New federal numbers show nearly half of all babies born with advanced fertility help are multiple births.
In the five years since the "Octomom" case — when a California woman gave birth to octuplets — big multiple births have decreased substantially, but the twin rate has barely budged.
Twins aren't always twice as nice; they have much higher risks of prematurity and serious health problems.
Now fertility experts are pushing a new goal and that is a growing number of couples attempting pregnancy with just a single embryo, helped by new ways to pick the ones most likely to succeed.
New guidelines are also urging doctors to stress this approach.
The Centres for Disease Control and Prevention's most recent numbers show that 46% of IVF babies are multiples — mostly twins — and 37% are born premature. By comparison, only 3% of babies born without fertility help are twins and about 12% are preterm.
It's mostly an American problem and some European countries that pay for fertility treatments require using one embryo at a time.
The American Society for Reproductive Medicine is trying to make it the norm in the US, too. Its guidelines, updated earlier this year, say that for women with reasonable medical odds of success, those under 35 should be offered a single embryo transfer and no more than two at a time. The number rises with age to two or three embryos for women up to 40, since older women have more trouble conceiving.

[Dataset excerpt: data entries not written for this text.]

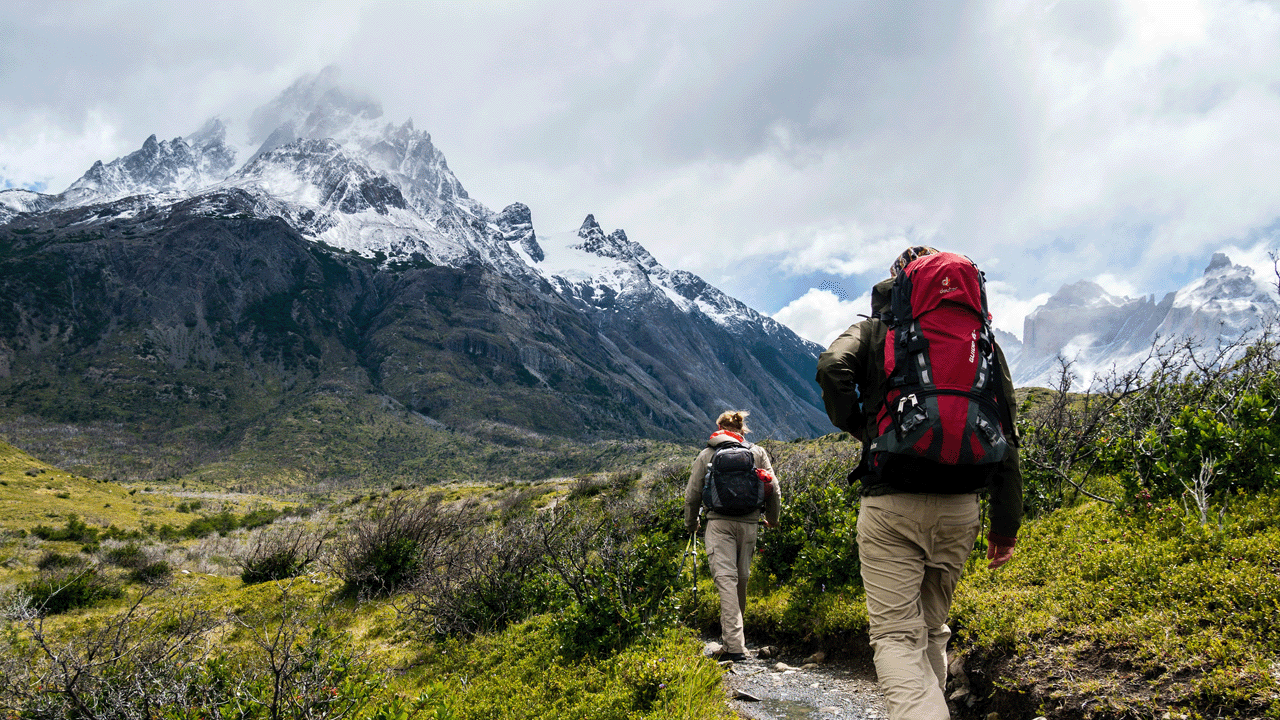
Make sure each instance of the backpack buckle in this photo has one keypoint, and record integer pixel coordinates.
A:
(909, 405)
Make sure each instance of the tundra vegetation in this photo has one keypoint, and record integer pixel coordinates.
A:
(1144, 580)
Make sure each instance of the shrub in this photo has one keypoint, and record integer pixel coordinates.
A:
(816, 543)
(152, 573)
(74, 531)
(484, 580)
(280, 555)
(59, 591)
(389, 548)
(617, 569)
(127, 556)
(53, 560)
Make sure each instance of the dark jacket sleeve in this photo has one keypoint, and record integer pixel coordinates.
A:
(839, 372)
(1006, 487)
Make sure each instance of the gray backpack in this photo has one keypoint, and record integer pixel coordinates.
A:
(731, 486)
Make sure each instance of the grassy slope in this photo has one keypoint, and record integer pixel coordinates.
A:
(664, 677)
(1100, 615)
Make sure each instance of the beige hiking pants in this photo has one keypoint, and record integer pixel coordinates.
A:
(913, 550)
(730, 546)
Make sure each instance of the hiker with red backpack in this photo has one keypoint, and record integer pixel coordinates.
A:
(732, 479)
(923, 384)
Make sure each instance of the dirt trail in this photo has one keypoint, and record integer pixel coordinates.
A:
(812, 692)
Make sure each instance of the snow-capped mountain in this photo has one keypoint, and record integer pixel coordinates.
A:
(556, 314)
(1098, 331)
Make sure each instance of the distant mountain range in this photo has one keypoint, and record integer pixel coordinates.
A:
(1098, 331)
(209, 287)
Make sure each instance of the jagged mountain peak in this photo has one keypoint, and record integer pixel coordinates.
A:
(314, 106)
(1219, 261)
(516, 226)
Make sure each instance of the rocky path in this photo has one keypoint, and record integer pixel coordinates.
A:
(767, 688)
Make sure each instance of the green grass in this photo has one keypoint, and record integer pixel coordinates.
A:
(1151, 607)
(1100, 615)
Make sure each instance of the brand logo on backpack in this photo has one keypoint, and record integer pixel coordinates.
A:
(941, 406)
(732, 486)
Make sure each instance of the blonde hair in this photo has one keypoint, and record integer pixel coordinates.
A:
(734, 420)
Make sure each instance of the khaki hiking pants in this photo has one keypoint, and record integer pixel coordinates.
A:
(913, 548)
(730, 546)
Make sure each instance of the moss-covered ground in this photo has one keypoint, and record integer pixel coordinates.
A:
(1102, 613)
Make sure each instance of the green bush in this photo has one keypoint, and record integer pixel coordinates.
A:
(152, 573)
(74, 531)
(53, 560)
(816, 543)
(280, 555)
(388, 550)
(127, 556)
(59, 591)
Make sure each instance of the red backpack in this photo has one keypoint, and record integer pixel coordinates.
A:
(941, 423)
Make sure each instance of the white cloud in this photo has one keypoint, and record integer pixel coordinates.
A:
(1008, 310)
(1118, 286)
(821, 315)
(1048, 141)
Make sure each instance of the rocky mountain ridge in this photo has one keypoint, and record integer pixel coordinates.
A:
(1098, 331)
(342, 253)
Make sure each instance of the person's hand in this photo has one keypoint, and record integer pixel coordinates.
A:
(1000, 550)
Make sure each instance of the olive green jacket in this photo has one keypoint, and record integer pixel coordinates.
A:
(851, 374)
(772, 509)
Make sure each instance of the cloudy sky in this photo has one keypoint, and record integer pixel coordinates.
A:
(785, 151)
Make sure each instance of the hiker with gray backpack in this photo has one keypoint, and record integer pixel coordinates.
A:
(923, 384)
(732, 479)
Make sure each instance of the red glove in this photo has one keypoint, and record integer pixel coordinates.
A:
(1000, 550)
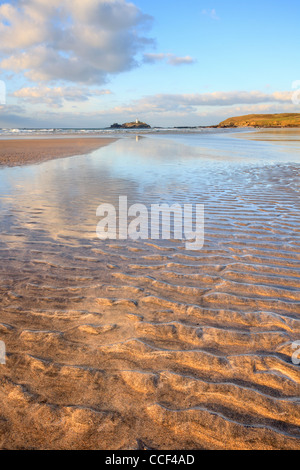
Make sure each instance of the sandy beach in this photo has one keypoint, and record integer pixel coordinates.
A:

The medical director of Reproductive Medicine Associates of New York, a Manhattan fertility clinic, Dr Alan Copperman, said: “Our goal in 2014 is to minimize the birth of twins.
"This year I'm talking about two versus one. Several years ago I was talking about three versus two" embryos.”
The one-at-a-time idea is catching on. Only 4% of women under 35 used single embryos in 2007 but nearly 12% did in 2011.
It's less common among older women, who account for fewer IVF pregnancies, but it is gaining among them, too.